Motif d’opposition fondé sur le caractère distinctif

[9]               L’Opposant allègue que la Marque n’a pas de caractère distinctif, car elle n’a jamais permis de distinguer et n’a jamais été adaptée pour distinguer les Marchandises des marchandises et services de l’Opposant ou de son prédécesseur en droit.

i) Date pertinente

[10]           La première question soulevée par la Requérante en lien avec ce motif d’opposition est la date pertinente pour l’évaluation du caractère distinctif. Le registraire et les tribunaux ont souvent fait référence à Andres Wines Ltd et E & J Gallo Winery (1975), 25 C.P.R. (2d) 126 (CAF) et Park Avenue Furniture Corp c. Wickes/Simmons Bedding Ltd et al (1991), 37 C.P.R. (3d) 41 (CAF) pour étayer la proposition selon laquelle le caractère distinctif de la marque visée par l’enregistrement, s’il existe, doit être déterminé à la date de production de la déclaration d’opposition. Je suis lié par les décisions de la Cour d’appel fédérale, et j’évaluerai donc ce motif en fonction de cette date, soit le 18 février 2011. Toutefois, compte tenu des observations formulées par la Requérante, j’aimerais faire quelques commentaires, puisqu’il semble qu’après examen de la preuve, la date pertinente pourrait avoir une incidence importante sur la conclusion de ce motif d’opposition.

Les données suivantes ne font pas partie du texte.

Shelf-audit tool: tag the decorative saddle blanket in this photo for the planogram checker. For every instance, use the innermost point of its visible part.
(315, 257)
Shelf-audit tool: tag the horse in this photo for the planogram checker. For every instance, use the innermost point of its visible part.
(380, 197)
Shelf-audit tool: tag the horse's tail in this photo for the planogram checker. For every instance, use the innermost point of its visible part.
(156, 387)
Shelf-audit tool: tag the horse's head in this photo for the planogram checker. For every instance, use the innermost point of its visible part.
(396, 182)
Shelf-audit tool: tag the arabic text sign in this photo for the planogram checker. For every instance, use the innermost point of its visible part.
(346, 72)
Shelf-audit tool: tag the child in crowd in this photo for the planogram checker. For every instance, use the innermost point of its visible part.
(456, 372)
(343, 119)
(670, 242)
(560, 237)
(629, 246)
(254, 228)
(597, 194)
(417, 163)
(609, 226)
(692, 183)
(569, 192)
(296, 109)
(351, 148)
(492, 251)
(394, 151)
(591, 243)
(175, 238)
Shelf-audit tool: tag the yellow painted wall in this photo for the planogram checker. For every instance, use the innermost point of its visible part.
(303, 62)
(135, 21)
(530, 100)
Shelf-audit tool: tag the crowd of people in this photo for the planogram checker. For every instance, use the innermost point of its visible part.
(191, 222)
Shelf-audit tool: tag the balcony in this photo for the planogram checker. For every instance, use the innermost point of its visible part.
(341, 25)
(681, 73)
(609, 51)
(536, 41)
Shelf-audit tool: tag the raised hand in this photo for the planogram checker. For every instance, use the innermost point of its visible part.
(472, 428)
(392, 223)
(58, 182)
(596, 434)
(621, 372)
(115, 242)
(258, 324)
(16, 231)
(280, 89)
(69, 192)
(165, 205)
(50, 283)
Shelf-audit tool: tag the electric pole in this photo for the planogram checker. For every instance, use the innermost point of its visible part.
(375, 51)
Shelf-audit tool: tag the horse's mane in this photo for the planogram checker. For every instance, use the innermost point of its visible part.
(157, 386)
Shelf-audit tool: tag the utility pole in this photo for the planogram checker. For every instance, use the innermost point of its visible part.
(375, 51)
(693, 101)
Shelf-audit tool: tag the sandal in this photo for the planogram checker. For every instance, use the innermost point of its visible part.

[11]           Tout d’abord, dans Andres Wines, la Cour d’appel fédérale détermine que la date pertinente en lien avec le motif d’opposition fondé sur le caractère distinctif était la date de production de la déclaration d’opposition, sans analyser la question en profondeur. De ce fait, la Cour mentionne que les résultats auraient été les mêmes si on avait utilisé la date de dépôt de la demande. Or, dans le cas qui nous occupe, les résultats ne seraient pas les mêmes, puisque toute preuve d’emploi de la marque de commerce NADA de l’Opposant en liaison avec les parfums survient après la date de dépôt de la demande étudiée.

[12]           Pour ce qui est de Park Avenue, même si on y fait référence dans Andres Wines, la Cour d’appel fédérale devait déterminer quelle était la date pertinente en lien avec le motif fondé sur l’enregistrabilité aux termes de l’alinéa 12(1)d) de la Loi.

[13]           Nous pouvons consulter un bon examen de la jurisprudence à ce propos dans l’arrêt Big Apple Ltd c. Bab Holdings Inc. (2002), 16 C.P.R. (4th) 427 (C.F. 1re inst.). Dans cette cause, l’opposant suggérait une autre date pertinente possible : la date de la décision du registraire, afin de suivre le principe énoncé dans Park Avenue selon lequel si la date pertinente n’est pas indiquée dans la Loi, alors ce devrait être la date de la décision du registraire.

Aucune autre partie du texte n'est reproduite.